The result is a binary file which will show exactly the same terminal information when cat. For what it’s worth, here’s what a hexdump of it looks like.

Fun fact: if script is executed with timing information (-T, --log-timing file) it can be replayed at a later time using script-replay. This essentially simulates your shell interaction in real time.

Converting ANSI to HTML🔗

The captured logfile is not useful on its own. It needs to be converted to HTML tags which convey the same information in a human readable form. I found a few tools for doing this. The ones I tried are ansi2html and aha.

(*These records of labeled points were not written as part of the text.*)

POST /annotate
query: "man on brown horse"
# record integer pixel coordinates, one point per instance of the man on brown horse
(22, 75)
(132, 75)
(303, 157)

In my limited testing, aha provided better results and required less cleanup overall so I’m going to use it to illustrate this step.

$ aha -f typescript --no-header > render.html

The generated HTML is included below and looks much better than plaintext:

~ ❱ exa -l /srv
dr-xr-xr-x - root   19 Jan  2:32 ftp
drwxrwxr-x - sergiu 20 Feb 14:25 ghost
drwxr-xr-x - sergiu 17 Feb 12:47 harababurel.com
drwxr-xr-x - root   19 Jan  2:32 http
drwxr-xr-x - http   10 Feb 14:57 manythanks
~ ❱ exit

The tool is not perfect. In my personal setup, I use the fish shell with many autocomplete plugins. Some of them output ANSII escape codes in real time as I’m typing. This messes up the log file so I have to manually go in and do some cleanup afterwards. Most of it boils down to carriage returns (^M) and other unparsed garbage (special characters, partial autocomplete snippets, etc). I’ve tried the same exercise on bash with a blank .bashrc and had much better results. There’s certainly room for improvement and refinements to be done.

Conclusion🔗

For the most part, I think the simple Markdown code blocks work best. But for anything terminal-related I would like to find a better workflow around ANSI codes and tools like aha. Either fix the bad interaction with fish (possibly by turning off autocomplete suggestions temporarily) or maybe switch to bash altogether when recording terminal interaction snippets.